Our Lord Jesus Christ sanctified work through his life, and the feast of St. Joseph is an appropriate time to remember and honor the contributions of workers in the United States and around the world. It provides an opportunity to consider humanity’s co-creative role, especially with regard to workers’ historical contributions to the accumulation of knowledge and wealth in our society, as well as to reflect upon the challenge of insufficient employment, a threat to the common good. One path is to make more people owners of capital.
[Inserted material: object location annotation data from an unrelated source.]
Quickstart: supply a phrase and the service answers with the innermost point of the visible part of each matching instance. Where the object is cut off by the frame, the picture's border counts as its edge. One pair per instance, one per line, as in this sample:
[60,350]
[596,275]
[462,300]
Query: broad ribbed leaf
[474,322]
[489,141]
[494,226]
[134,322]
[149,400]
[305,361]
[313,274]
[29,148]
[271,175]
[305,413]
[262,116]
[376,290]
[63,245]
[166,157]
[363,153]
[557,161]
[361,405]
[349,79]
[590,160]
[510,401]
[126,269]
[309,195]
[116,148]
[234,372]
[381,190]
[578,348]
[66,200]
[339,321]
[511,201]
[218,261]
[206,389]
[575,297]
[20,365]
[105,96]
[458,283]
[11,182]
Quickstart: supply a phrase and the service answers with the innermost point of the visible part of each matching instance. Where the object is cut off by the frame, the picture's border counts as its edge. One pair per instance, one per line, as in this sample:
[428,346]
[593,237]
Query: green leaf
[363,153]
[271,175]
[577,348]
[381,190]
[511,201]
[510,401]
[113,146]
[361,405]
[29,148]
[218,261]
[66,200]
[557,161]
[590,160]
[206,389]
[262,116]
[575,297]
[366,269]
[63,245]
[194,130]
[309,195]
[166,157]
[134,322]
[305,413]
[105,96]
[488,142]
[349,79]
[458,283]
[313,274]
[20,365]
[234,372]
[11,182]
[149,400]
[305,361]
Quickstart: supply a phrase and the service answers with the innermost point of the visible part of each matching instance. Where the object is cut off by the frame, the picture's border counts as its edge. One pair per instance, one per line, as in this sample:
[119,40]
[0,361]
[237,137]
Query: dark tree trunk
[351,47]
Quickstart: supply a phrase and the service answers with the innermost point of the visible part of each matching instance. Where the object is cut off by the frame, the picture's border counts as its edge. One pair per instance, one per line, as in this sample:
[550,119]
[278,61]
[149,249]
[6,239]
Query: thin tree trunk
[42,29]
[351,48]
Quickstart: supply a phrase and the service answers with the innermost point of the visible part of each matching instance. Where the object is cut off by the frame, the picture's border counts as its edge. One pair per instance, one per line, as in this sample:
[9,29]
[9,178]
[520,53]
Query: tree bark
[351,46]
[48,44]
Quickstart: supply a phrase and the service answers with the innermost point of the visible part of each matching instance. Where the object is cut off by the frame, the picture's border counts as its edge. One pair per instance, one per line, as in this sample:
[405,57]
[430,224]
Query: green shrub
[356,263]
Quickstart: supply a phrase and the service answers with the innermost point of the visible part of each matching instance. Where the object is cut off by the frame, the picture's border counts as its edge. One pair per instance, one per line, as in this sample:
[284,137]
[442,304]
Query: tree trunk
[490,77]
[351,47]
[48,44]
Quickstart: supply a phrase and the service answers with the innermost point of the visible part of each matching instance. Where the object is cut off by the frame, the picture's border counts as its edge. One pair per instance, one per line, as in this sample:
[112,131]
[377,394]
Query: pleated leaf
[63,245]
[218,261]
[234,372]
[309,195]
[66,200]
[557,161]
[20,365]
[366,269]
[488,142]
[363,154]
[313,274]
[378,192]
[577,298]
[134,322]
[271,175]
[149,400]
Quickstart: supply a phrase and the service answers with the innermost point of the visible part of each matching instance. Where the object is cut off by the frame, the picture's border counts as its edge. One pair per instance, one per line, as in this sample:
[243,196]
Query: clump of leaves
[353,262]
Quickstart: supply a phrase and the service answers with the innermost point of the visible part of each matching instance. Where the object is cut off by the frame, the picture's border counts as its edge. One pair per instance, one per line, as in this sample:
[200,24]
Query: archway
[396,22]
The well-studied Mondragón cooperative in Spain and Employee Stock Ownership Programs in the US are such examples.
Martin Ford, in The Lights in the Tunnel: Automation, Accelerating Technology, and the Economy of the Future, has suggested fewer payroll taxes to encourage hiring and “virtual work,” incentive-based programs for education, and other activities that provide an income when no work is available. “Virtual work” wages would come from business taxes, particularly on highly automated enterprises. These companies will increasingly depend on American consumers for their profits without providing American workers income and benefits, in essence acting as free riders to the economic system. Martin Ford’s position is that our economic system cannot sustain itself without adequate consumption, which is dependent on income.
Technology, automation, and political clout are not substitutes for the virtues, the Gospel message, and Church tradition. Worldwide efforts to distribute more artificial contraceptives and promote abortion as development strategies, as well as initiatives to redefine marriage, are on par with the Tower of Babel. The co-mingling of these mistaken efforts with worker needs and familial well-being is to reject both charity and truth. They will create chaos and pain in the lives of innocent people who are encouraged to live by their selfish desires rather than by the virtues that lead to authentic happiness. When the United States labor movement and corporate America join such efforts they devalue the intelligence and authentic freedom of their members and customers. Father Heinrich Pesch, SJ’s solidarism, self-giving rather than self-taking, is fundamental to Catholic social teaching and provides true hope for working people.